De plus, ces 3 derniers n’ont presque rien fait face à l’explosion de l’impureté dans les médias, qui a pour principal but d’avilir l’homme, de tuer les âmes. Comme si un pape digne de ce nom n’aurait pas déjà condamné [jusqu’à 10 fois] ce déluge de boue qui recouvrent la terre.
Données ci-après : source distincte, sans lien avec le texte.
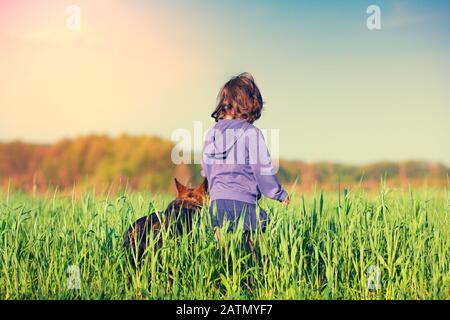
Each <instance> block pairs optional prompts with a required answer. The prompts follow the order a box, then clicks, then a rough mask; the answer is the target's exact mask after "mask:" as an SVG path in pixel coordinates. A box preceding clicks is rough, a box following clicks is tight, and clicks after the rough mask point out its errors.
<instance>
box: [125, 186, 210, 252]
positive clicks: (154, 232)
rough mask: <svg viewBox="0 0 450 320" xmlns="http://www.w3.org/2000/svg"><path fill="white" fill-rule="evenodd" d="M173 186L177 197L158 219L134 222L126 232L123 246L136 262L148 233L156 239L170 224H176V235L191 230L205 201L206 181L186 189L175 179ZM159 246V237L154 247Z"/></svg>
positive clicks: (159, 216)
mask: <svg viewBox="0 0 450 320" xmlns="http://www.w3.org/2000/svg"><path fill="white" fill-rule="evenodd" d="M175 185H176V187H177V191H178V195H177V197H176V198H175V200H174V201H172V202H171V203H169V205H168V206H167V208H166V210H164V212H163V213H161V214H160V216H159V217H158V215H157V214H156V213H152V214H150V215H149V216H145V217H142V218H140V219H138V220H136V221H135V222H134V223H133V224H132V225H131V227H130V228H129V229H128V230H127V232H126V234H125V237H124V243H123V246H124V247H125V249H127V250H129V251H130V252H132V253H133V254H134V255H135V257H136V258H137V261H141V259H142V256H143V255H144V252H145V250H146V248H147V245H148V240H149V238H150V237H151V234H150V232H151V233H153V235H154V236H155V238H156V237H157V236H158V233H159V231H160V230H161V228H162V227H163V226H164V227H165V228H167V227H168V226H169V225H170V224H171V223H176V228H175V231H176V232H177V233H178V234H180V233H182V232H189V231H191V230H192V218H193V216H194V215H195V214H198V213H199V211H200V210H201V208H202V206H203V203H204V202H205V199H206V194H207V189H208V187H207V181H206V179H205V180H204V181H203V183H202V184H201V185H200V186H198V187H196V188H187V187H186V186H184V185H182V184H181V183H180V182H179V181H178V180H177V179H175ZM161 220H162V221H161ZM161 245H162V240H161V237H159V240H158V242H157V243H156V246H157V247H161ZM136 249H137V250H136Z"/></svg>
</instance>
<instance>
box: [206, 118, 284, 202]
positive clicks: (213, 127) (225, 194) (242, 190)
mask: <svg viewBox="0 0 450 320" xmlns="http://www.w3.org/2000/svg"><path fill="white" fill-rule="evenodd" d="M202 175H203V176H204V177H206V179H207V180H208V188H209V196H210V199H211V201H214V200H217V199H229V200H239V201H243V202H247V203H252V204H254V203H256V202H257V200H258V199H259V198H260V197H261V194H263V195H264V196H266V197H268V198H270V199H274V200H278V201H283V200H284V199H285V198H286V197H287V193H286V191H285V190H284V189H283V187H282V186H281V185H280V184H279V183H278V180H277V178H276V177H275V175H274V174H273V167H272V161H271V159H270V154H269V151H268V149H267V145H266V143H265V141H264V137H263V135H262V133H261V131H260V130H259V129H258V128H256V127H255V126H253V125H252V124H250V123H248V122H247V121H246V120H237V119H233V120H219V121H218V122H217V123H216V125H215V126H214V127H213V128H211V129H210V130H209V131H208V133H207V135H206V139H205V143H204V146H203V154H202Z"/></svg>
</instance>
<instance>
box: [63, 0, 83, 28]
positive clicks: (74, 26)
mask: <svg viewBox="0 0 450 320" xmlns="http://www.w3.org/2000/svg"><path fill="white" fill-rule="evenodd" d="M66 14H67V15H68V16H67V19H66V27H67V29H69V30H79V29H80V28H81V8H80V7H79V6H77V5H75V4H71V5H70V6H67V7H66Z"/></svg>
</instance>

Selon la liturgie de l’église Latine, nous voyons que le passage le plus estimé de l’histoire de la papauté est le séjour de Saint Pierre dans prison d’Hérode, qui sera suivi de sa délivrance miraculeuse. Nous lisons ce passage le 1er août, lors de la fête qui portent le nom de Saint Pierre-aux-liens. Nous lisons aussi ce passage aux messes d’un souverain pontife défunt, et même lors de la messe du 29 juin, en guise d’épître, avant la promesse divine qui sera lue à l’évangile. Pourquoi une telle estime de l’Eglise Catholique ?

La réponse est qu’elle est prophétique, que durant la plus grande épreuve de l’Eglise romaine, le vicaire du Christ aura un sort similaire, en plus grave. Et c’est bien ce qui est le cas dans la thèse survivantiste, qui est à la seule à mettre en relief les promesses divines et à expliquer comment cette épreuve pourra être une gloire future pour l’Eglise.

Ainsi nous redisons bien qu’à la suite du concile Vatican II, le pape s’est retrouvé de plus en plus débattu et isolé. Il fut de plus en plus contesté, à tous les échelons de l’Eglise catholique, jusqu’à devenir impuissant. A la fin des années 1960 Paul VI déclara que l’Eglise romaine vivait sa passion et que son poids lui retombait sur les épaules. Mais sa situation ne fit que s’aggraver lors de la décennie suivante. Si bien que 5 ans plus tard le pape fut progressivement mis sur la touche, remplacé, fait passer pour mort, et enfin exilé. Nous ne croyons pas que l’histoire vraie, puisse nous démentir. mais ayant foi aux divines promesses, ajoutons « portae inferi non praevalebunt ».